Microsoft Windows 95 is an operating system. It offered a document-centric shift from previous versions of Windows, a new filesystem that offered long filenames without obsoleting 8.3 filename software designs, and self-tuning caches, and offered a first-generation peripheral sensing system called Plug & Play.
The market dominance of Microsoft may be good or bad, but the Plug & Play paradigm gave hardware manufacturers a wake-up call. Stop making the old legacy hardware designs that require jumper settings and unmodifyable BIOS ROMs.
It was mostly for this reason that hardware and software required some level of certification, to show interoperability with Windows 95's newer features. Such certification allowed the ISV or IHV to display the official "Designed for Windows 95" logo.
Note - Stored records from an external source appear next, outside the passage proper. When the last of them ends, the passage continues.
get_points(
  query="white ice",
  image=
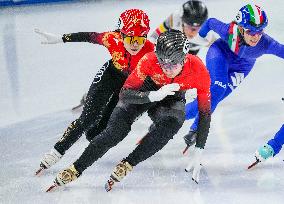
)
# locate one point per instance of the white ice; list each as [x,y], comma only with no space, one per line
[40,83]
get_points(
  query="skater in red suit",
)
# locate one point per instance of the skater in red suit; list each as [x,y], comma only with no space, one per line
[126,45]
[157,86]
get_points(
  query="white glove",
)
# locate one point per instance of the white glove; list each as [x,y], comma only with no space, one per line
[49,159]
[194,164]
[264,153]
[164,91]
[49,37]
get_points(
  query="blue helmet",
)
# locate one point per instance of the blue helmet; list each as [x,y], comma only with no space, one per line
[252,17]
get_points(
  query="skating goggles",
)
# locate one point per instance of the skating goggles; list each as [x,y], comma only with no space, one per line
[192,28]
[253,33]
[140,40]
[170,65]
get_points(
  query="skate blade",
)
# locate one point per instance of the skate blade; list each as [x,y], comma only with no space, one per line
[140,141]
[185,150]
[253,164]
[39,172]
[52,188]
[108,185]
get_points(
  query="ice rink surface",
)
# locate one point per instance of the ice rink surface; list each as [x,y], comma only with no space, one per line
[40,83]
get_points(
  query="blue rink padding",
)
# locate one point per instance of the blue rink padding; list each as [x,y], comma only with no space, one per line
[22,2]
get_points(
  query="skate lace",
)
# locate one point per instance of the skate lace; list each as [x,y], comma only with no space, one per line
[67,175]
[121,170]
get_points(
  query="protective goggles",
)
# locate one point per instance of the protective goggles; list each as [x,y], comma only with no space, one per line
[253,33]
[170,65]
[140,40]
[191,27]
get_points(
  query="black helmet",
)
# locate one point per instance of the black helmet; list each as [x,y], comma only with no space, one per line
[194,13]
[171,47]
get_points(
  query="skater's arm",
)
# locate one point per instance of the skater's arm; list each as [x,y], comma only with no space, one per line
[130,92]
[91,37]
[274,47]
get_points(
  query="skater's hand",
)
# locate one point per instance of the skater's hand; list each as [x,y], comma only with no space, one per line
[264,153]
[49,37]
[194,164]
[164,91]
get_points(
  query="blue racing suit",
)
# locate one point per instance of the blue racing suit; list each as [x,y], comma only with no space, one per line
[229,60]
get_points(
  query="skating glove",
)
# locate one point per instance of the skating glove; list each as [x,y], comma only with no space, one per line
[49,37]
[164,91]
[264,153]
[194,164]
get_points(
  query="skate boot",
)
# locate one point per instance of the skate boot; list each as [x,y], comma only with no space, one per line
[63,177]
[189,139]
[119,172]
[48,160]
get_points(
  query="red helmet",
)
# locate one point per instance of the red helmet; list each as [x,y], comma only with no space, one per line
[134,22]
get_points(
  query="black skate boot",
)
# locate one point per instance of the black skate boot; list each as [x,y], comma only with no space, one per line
[189,139]
[119,172]
[65,176]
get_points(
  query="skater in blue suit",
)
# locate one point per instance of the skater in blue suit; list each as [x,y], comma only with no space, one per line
[231,58]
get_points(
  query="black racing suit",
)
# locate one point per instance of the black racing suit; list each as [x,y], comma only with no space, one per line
[101,99]
[167,116]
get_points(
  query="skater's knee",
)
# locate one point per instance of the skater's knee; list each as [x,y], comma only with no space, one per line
[191,110]
[170,124]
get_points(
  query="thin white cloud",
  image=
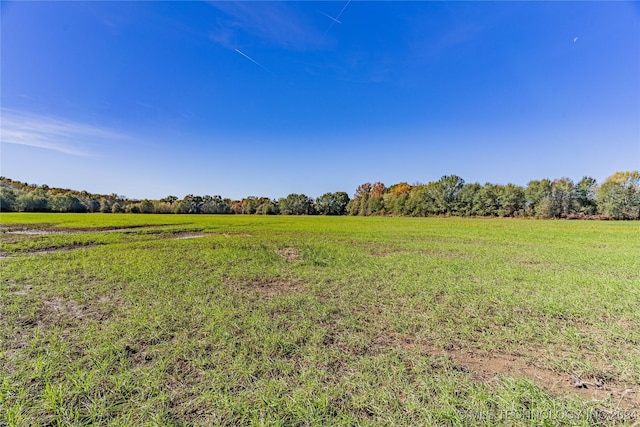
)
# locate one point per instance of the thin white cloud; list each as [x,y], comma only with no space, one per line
[34,130]
[271,22]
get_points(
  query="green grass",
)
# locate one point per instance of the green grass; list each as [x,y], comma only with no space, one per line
[317,321]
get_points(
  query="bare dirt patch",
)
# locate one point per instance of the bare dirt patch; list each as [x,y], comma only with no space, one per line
[193,235]
[289,254]
[267,287]
[70,309]
[487,368]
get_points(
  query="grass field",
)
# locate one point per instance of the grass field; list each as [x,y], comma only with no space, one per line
[175,320]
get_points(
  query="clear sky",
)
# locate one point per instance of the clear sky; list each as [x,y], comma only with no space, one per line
[147,99]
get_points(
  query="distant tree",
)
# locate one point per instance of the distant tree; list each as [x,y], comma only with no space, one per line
[511,199]
[360,202]
[105,205]
[146,206]
[66,203]
[7,200]
[169,199]
[333,203]
[296,204]
[619,196]
[446,195]
[585,193]
[32,201]
[467,199]
[193,203]
[375,205]
[395,199]
[250,204]
[487,200]
[267,207]
[423,199]
[535,193]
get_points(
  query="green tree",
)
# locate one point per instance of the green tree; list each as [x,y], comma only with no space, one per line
[66,203]
[446,193]
[511,200]
[296,204]
[333,203]
[619,196]
[33,201]
[7,200]
[586,196]
[536,192]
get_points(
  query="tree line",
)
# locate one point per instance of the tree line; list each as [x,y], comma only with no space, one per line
[618,197]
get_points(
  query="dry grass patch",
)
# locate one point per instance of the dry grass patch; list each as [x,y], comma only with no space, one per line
[267,287]
[289,254]
[487,368]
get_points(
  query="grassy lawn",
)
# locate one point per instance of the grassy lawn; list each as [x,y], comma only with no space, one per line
[224,320]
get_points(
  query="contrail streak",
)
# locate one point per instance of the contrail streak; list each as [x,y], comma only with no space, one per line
[335,20]
[252,60]
[331,17]
[343,8]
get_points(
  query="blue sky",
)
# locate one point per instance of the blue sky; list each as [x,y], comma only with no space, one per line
[147,99]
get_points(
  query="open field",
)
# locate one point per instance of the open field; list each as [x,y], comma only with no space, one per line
[225,320]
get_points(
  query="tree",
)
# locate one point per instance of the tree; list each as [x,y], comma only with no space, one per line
[358,205]
[586,196]
[33,201]
[511,200]
[66,203]
[535,193]
[7,200]
[619,196]
[169,199]
[375,204]
[332,203]
[449,186]
[296,204]
[467,199]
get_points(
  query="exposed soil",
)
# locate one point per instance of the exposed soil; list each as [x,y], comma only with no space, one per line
[267,287]
[72,309]
[45,251]
[487,368]
[289,254]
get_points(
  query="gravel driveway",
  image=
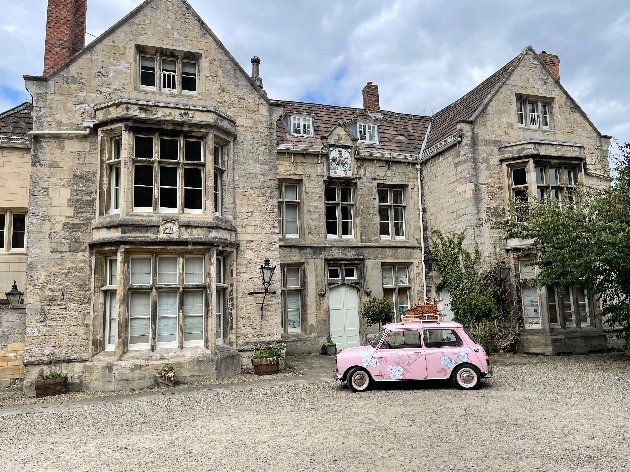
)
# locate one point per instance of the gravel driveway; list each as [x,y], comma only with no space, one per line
[538,413]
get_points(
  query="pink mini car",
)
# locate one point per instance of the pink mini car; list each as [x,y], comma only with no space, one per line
[419,350]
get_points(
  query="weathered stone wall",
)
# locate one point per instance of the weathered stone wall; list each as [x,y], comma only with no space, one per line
[65,176]
[12,326]
[313,249]
[15,168]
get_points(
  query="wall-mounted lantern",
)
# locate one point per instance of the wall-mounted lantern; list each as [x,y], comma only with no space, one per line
[14,296]
[266,273]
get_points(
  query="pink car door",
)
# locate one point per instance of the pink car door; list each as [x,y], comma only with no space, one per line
[444,350]
[400,357]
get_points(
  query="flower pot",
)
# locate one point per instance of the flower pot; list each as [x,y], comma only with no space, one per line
[266,366]
[48,387]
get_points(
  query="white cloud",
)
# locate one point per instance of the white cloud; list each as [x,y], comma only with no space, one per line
[423,54]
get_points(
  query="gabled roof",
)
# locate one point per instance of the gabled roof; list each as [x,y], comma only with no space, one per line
[398,132]
[444,122]
[133,14]
[16,122]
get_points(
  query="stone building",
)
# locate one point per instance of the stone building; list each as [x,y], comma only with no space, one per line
[162,176]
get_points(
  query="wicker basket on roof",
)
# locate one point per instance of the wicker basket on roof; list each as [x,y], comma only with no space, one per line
[421,312]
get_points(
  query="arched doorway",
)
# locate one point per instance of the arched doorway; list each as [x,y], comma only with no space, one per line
[344,316]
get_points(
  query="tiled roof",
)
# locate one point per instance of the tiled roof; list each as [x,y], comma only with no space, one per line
[17,121]
[397,132]
[444,122]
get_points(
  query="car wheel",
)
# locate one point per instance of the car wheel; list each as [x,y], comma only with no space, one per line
[466,377]
[359,380]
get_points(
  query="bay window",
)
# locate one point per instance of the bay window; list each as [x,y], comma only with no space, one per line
[168,175]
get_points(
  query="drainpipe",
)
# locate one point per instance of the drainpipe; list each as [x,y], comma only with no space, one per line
[422,248]
[88,125]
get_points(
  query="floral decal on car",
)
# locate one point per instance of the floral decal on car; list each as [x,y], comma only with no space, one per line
[395,372]
[451,363]
[368,359]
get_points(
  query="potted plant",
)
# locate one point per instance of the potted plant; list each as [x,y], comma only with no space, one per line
[266,359]
[377,311]
[329,348]
[167,375]
[55,383]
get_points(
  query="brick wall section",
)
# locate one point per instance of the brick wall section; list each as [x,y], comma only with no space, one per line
[552,62]
[65,31]
[371,100]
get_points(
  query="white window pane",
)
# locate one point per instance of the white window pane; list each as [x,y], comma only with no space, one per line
[293,312]
[402,274]
[112,315]
[220,270]
[112,271]
[167,317]
[167,270]
[193,303]
[291,223]
[388,276]
[140,270]
[293,276]
[193,268]
[139,318]
[290,192]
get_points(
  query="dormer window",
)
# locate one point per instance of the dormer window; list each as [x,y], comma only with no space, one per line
[532,113]
[368,133]
[302,126]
Released before Microsoft had any strategic focus towards the Internet, the original Windows 95 had security problems with their TCP/IP protocol stack, and with their own file-sharing system designed for more trusting local-area network setups.
For good, or for bad, Microsoft's Windows operating system held a monopoly on the market for personal computers built on the IBM legacy designs. The market grew from under 10 million PCs to over 150 million PCs within three revisions of Windows 3.0, Windows 3.1 and Windows 95. The Apple Macintosh lost some of its dominance in graphic arts to the PC, and to the low-end Silicon Graphics workstation. The NeXT cube, which was critically lauded, was not designed for the mainstream. The OS/2 war between IBM and Microsoft fractured any obvious choice for a robust server platform by either company, even though both OS/2 and Windows NT 3.1 have some good design.
Since Windows 95 was released, the Linux operating system has grown from a mere curiosity to a serious contender in the operating system market. While it still is not reaching mainstream appeal (say, even 5% of the end-user market at the time of this writeup), it has established a server-room foothold (by some accounts, over 40% of web server machines). It is clear that the platform will continue to grow, and drivers will be written to support a lot more "Plug & Play" compliant hardware devices.
Every operating system feature which makes hardware designers focus on useability, interoperability, ease of maintenance, and ease of replacement, helps ALL operating systems from that point on.